Vitamins E and C and beta carotene, the plant form of vitamin A, help to neutralise free radicals, as do minerals such as selenium, (found in shellfish and avocados), copper (in nuts, seeds and shellfish) and zinc (in shellfish). Bioflavonoids, found in some fruit and vegetables, including citrus fruits, and grapes, also have antioxidant properties. Artificial antioxidants are added to margarine and oils to stop them becoming rancid, and to retain the natural colourings of processed foods.

Preventing Disease

More research is needed into the role of antioxidants in disease prevention. However, it is thought that free radicals may start the damage that causes fatty cholesterol deposits in the arteries, which can eventually lead to heart disease or stroke. High levels of antioxidant vitamins and minerals may help to prevent this harmful process, as well as damage to DNA that could lead to certain cancers.

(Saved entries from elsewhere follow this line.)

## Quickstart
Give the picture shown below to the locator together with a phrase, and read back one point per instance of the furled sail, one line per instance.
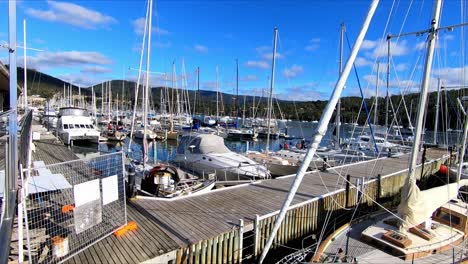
(417, 206)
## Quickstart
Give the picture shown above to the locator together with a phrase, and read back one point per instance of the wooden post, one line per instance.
(379, 187)
(241, 238)
(208, 252)
(348, 179)
(256, 235)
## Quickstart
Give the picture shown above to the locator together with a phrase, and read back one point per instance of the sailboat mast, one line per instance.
(463, 149)
(272, 85)
(387, 96)
(376, 95)
(424, 88)
(172, 98)
(25, 83)
(338, 105)
(436, 121)
(217, 95)
(237, 88)
(321, 129)
(138, 81)
(147, 87)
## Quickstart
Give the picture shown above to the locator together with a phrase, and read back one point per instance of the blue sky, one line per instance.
(87, 42)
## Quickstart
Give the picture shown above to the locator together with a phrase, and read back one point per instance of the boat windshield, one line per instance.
(203, 144)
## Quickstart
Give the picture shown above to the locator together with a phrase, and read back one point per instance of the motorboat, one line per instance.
(206, 153)
(75, 124)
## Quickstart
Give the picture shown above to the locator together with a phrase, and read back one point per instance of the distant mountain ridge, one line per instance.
(47, 86)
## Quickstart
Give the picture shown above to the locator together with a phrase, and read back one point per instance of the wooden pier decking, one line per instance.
(207, 228)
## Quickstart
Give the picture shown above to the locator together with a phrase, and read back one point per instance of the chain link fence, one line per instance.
(72, 205)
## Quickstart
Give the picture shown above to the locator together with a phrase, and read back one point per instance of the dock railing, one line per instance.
(70, 206)
(305, 220)
(8, 191)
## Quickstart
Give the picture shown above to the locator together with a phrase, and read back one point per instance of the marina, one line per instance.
(276, 158)
(178, 229)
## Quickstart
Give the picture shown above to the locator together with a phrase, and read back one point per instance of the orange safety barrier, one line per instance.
(130, 226)
(68, 208)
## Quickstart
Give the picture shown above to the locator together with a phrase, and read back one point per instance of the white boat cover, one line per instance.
(417, 206)
(206, 143)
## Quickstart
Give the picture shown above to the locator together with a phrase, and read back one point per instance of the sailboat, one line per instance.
(430, 225)
(158, 180)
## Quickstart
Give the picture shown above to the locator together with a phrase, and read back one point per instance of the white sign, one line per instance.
(110, 189)
(86, 192)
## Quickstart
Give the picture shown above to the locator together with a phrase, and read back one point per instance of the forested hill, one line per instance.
(47, 86)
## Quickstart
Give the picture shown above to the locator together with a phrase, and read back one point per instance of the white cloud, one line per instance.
(95, 69)
(72, 14)
(360, 62)
(257, 64)
(81, 79)
(269, 56)
(38, 41)
(249, 78)
(396, 49)
(162, 44)
(314, 44)
(45, 60)
(304, 92)
(293, 71)
(448, 37)
(421, 45)
(139, 28)
(401, 67)
(263, 49)
(368, 44)
(452, 76)
(200, 48)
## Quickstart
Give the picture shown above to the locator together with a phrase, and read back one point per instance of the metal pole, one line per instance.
(25, 83)
(12, 121)
(463, 149)
(272, 85)
(436, 122)
(376, 95)
(387, 96)
(137, 84)
(338, 105)
(423, 96)
(321, 128)
(145, 115)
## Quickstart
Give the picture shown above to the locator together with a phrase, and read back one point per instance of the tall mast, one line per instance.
(272, 85)
(387, 96)
(376, 94)
(237, 88)
(138, 80)
(64, 95)
(463, 148)
(11, 171)
(172, 98)
(321, 129)
(217, 95)
(198, 87)
(338, 105)
(25, 85)
(145, 114)
(423, 95)
(436, 121)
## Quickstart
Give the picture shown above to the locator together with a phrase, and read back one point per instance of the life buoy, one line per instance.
(161, 168)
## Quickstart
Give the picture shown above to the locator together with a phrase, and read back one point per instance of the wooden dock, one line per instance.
(231, 225)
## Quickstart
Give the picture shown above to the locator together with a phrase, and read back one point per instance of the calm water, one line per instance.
(165, 151)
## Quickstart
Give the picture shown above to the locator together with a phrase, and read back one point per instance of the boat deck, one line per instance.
(201, 217)
(166, 226)
(145, 243)
(366, 253)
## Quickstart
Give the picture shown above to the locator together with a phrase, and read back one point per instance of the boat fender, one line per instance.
(131, 182)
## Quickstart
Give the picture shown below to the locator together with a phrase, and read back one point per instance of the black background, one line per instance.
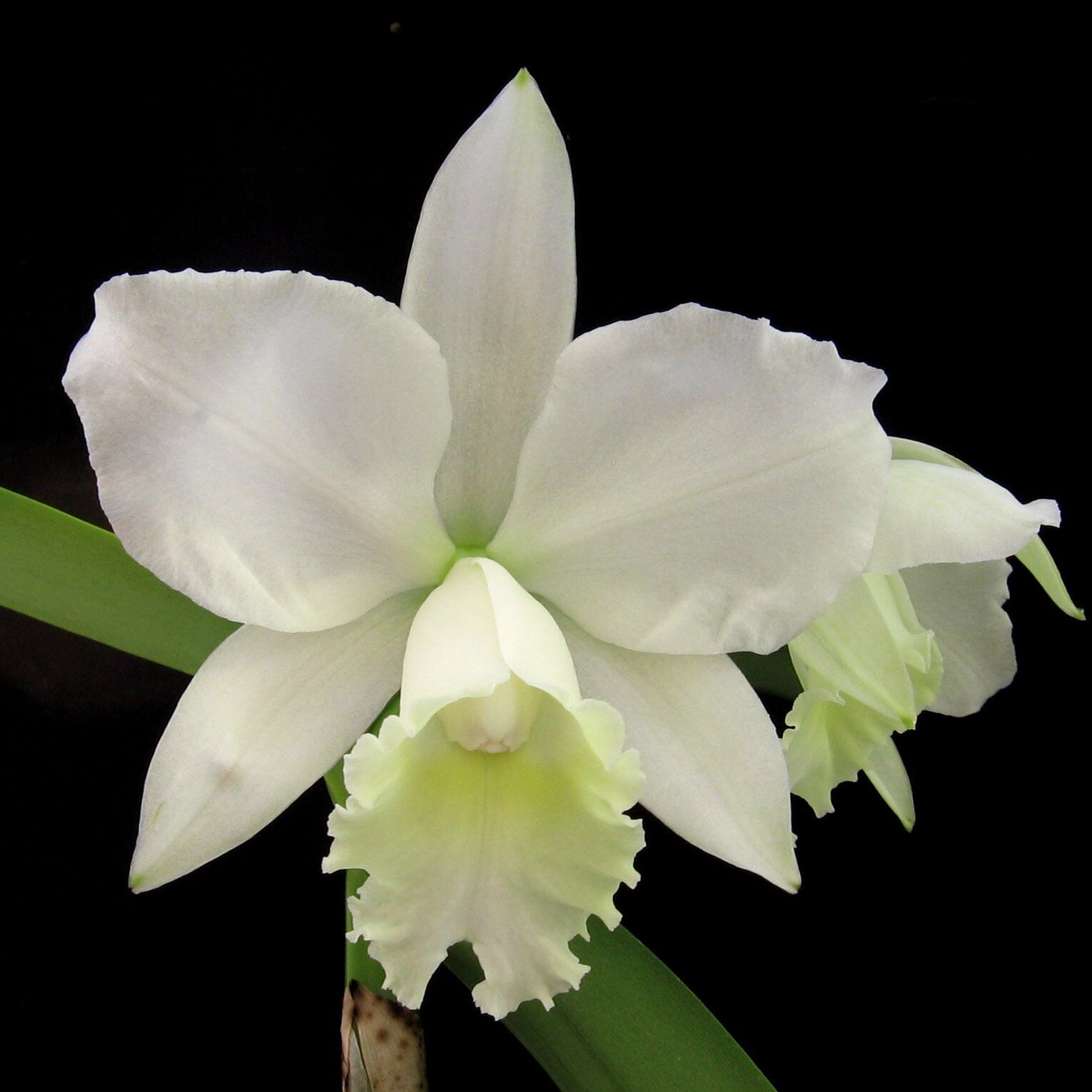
(904, 190)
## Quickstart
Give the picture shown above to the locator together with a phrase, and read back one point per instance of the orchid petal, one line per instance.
(267, 443)
(711, 756)
(697, 482)
(492, 276)
(936, 513)
(266, 717)
(509, 851)
(962, 604)
(472, 634)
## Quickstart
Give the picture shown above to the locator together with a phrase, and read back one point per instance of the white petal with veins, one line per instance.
(266, 443)
(697, 483)
(265, 717)
(492, 278)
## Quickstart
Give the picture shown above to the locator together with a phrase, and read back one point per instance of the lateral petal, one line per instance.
(697, 482)
(712, 760)
(492, 278)
(937, 513)
(267, 443)
(964, 605)
(266, 715)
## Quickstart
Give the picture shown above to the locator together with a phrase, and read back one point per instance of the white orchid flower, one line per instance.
(923, 628)
(455, 497)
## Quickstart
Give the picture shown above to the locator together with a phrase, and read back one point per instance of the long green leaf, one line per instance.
(76, 576)
(632, 1026)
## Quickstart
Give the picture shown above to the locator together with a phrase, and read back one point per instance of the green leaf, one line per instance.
(76, 576)
(632, 1026)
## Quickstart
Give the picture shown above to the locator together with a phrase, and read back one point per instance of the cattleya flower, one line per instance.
(922, 628)
(548, 544)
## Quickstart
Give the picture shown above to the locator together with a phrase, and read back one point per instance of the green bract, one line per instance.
(924, 628)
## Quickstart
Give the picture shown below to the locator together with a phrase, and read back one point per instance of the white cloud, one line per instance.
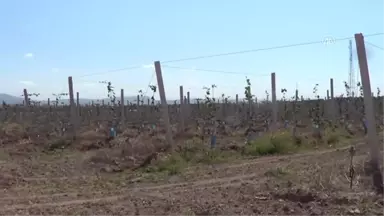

Supplements of particular antioxidant vitamins or minerals need to be taken in the correct balance and, even then, too many can be harmful. To obtain an adequate intake of antioxidants, it is safer to eat plenty of fresh fruit and vegetables. Citrus fruit provides vitamin C, and brightly coloured fruit and vegetables supply beta carotene. The vitamin E found in nuts, avocados and vegetable oils may also help to protect against disease.